Стадии обоснования нет. Только фальсификация. Мы не можем обосновать гипотезу, только фальсифицируем конкурирующие. Методы Поппера (и Хайека), Уилера и Эррола Харриса, по существу, являются первыми совершенно необоснованными научными методами. Потому что основания, оправдание оправданий ведут к бесконечному регрессу, основаниям, у которых есть основания, но, в конце концов, нет оснований, нет черепашьих башен...

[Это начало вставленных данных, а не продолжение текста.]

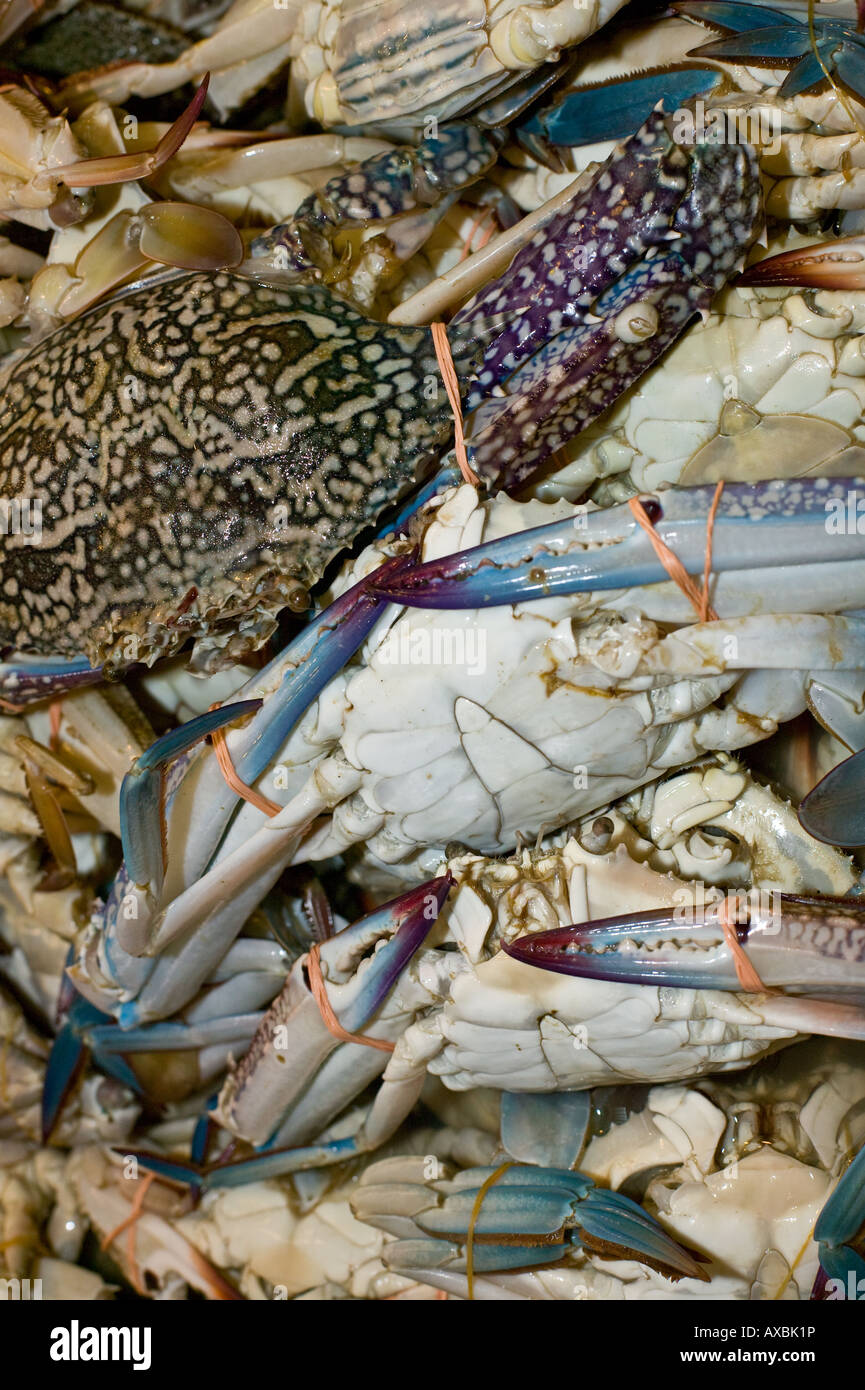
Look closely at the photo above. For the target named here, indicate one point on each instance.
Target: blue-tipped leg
(755, 527)
(835, 809)
(141, 792)
(71, 1052)
(25, 680)
(839, 1229)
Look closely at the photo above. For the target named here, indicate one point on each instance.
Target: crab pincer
(807, 954)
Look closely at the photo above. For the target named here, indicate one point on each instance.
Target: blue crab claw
(803, 947)
(612, 111)
(594, 299)
(141, 792)
(835, 809)
(837, 264)
(71, 1052)
(402, 925)
(310, 1066)
(67, 1061)
(772, 38)
(292, 681)
(530, 1209)
(837, 1230)
(755, 527)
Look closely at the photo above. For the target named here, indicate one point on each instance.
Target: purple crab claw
(808, 947)
(835, 809)
(755, 527)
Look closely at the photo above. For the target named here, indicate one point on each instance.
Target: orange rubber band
(673, 566)
(54, 716)
(476, 1209)
(130, 1223)
(479, 221)
(328, 1018)
(227, 767)
(448, 371)
(746, 973)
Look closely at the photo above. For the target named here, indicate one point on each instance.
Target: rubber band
(130, 1223)
(328, 1018)
(707, 567)
(448, 371)
(479, 221)
(227, 767)
(748, 979)
(673, 566)
(476, 1209)
(54, 716)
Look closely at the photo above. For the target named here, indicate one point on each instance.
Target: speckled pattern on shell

Иоахим, Бланшард, Уилер, Эддингтон, Хайек (но не Поппер), Харрис и др. также отмечают, что все безосновательно, но циклично и последовательно в эпистемологии, как и в онтологии. Гипотеза определяет не только то, что ее опровергает (и именно это она и означает), но и то, что и как измерять. Фодор (1968) пишет: разные гипотезы не только предсказывают разные результаты, но и проводят разные эксперименты и измеряют разные вещи разными способами. Дойч (2011) пишет: большинство догадок даже не фальсифицируются, а перестают быть интересными или становятся неинтересными.

Все это согласуется с некоторыми эмпириками (Юм, Кондильяк, Хаттон, Бейли, современные физики) и несовместимо с другими (Бэкон, Милль, Рассел, Витгенштейн, логические позитивисты).

Некоторые дополнительные мысли.

Боден , 2006 , «Разум как машина» , 1, 2, — эмпирик, правильно подчеркивающий проблему формирования эмпиризма. Вам нужна гипотеза, готовая решить, что важно, чтобы затем использовать ее для построения восходящих ассоциаций для дальнейшего создания эмпирической теории. Хомский в основном утверждает, что этот фрейм передается по наследству. Это потому, что он неявно предполагает, что догадки могут быть фальсифицированы только конечным числом за раз, поэтому только конечное число должно быть постулировано, чтобы сито опыта оставило конечный фильтр. яне соглашаться с ним; гены не кодируют ни рассуждения, ни то, как рассуждать. Скорее, это ресурсы развития. Они кодируют только белки, обладающие огромными степенями свободы; проблема кадрирования до сих пор не решена спустя пять десятилетий.

Существуют сотни различных алгоритмов, все они позволяют строить предположения на основе опыта, поэтому Поппер и все, кроме Харриса, избегали говорить о том, как делаются предположения. Это область искусственного познания, а не методологии. Десятки журналов с новыми алгоритмами каждый год.